There's a beautiful kind of daring in the music -- a rough
tenderness in Carroll's trumpet tone, a palpable spiritual
commitment from all the players involved. Leading off with
"Ebullient Secrets," Carroll and his group unleash a highly
adventurous sound while remaining within certain jazz parameters:
planned solo rotation, distinct harmony and form, straight
swing tempo. This more straightforward aspect of Carroll's
writing style comes through as well on the ballad "Miss Julie,"

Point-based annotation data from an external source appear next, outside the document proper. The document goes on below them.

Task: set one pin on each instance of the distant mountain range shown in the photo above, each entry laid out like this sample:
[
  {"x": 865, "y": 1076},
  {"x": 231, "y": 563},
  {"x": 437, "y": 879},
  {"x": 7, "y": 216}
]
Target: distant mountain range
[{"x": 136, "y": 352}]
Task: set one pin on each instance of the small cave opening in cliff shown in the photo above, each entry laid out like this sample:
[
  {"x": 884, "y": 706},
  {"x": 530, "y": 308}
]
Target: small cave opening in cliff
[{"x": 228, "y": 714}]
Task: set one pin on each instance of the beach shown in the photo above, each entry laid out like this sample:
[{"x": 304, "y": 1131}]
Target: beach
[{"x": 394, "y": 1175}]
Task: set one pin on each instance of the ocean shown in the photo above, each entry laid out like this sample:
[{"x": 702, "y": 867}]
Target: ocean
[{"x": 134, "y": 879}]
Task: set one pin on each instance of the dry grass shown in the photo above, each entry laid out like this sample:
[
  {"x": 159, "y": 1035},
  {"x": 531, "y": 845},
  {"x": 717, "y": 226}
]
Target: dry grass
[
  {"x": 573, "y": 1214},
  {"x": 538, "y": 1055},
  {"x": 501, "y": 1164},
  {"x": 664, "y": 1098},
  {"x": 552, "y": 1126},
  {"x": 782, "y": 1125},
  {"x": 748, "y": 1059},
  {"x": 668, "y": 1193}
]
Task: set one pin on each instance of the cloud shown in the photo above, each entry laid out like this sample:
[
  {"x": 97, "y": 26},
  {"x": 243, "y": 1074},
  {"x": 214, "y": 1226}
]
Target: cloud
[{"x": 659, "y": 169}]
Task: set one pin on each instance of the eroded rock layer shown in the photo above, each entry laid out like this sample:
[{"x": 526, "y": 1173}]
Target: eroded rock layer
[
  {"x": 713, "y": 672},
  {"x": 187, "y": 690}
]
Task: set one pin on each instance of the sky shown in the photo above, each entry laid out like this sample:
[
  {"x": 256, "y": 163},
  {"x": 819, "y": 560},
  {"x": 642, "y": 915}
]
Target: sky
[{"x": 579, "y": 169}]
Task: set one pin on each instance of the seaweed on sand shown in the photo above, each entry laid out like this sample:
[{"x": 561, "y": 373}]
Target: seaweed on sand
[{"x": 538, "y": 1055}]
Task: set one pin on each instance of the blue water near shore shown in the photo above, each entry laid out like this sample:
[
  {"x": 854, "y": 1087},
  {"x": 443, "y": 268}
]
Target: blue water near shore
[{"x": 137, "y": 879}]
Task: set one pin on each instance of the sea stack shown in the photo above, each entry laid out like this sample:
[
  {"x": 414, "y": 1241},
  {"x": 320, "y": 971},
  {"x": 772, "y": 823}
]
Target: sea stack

on the moody bossa "Down Under," and on two waltzes, "Our
Say" and "Velma." But Carroll's concepts of dissonance, which
extend well into the rhythmic arena, give several tracks a
freshness and multi-dimensionality that is truly rare. Listen
to Colson's piano comping behind Lindsay's tenor solo on "Griot's
Last Dance" (written in memory of Don Cherry) for a good example
of the uncentered yet perfectly coherent logic of Carroll's
vision.
Other highlights along these lines include the fast-swinging
modalism of "A Thrill a Minute," the Julius Hemphill tribute
"Flamboye," and the evocative title track, which features
Formanek and akLaff in engaging, unpredictable combinations.
Carroll composed "Miss Julie" for a staging of the Strindberg
play of the same name, and he wrote both "Our Say" and "Cab"
for Emily Mann's Tony Award-winning play Having Our Say.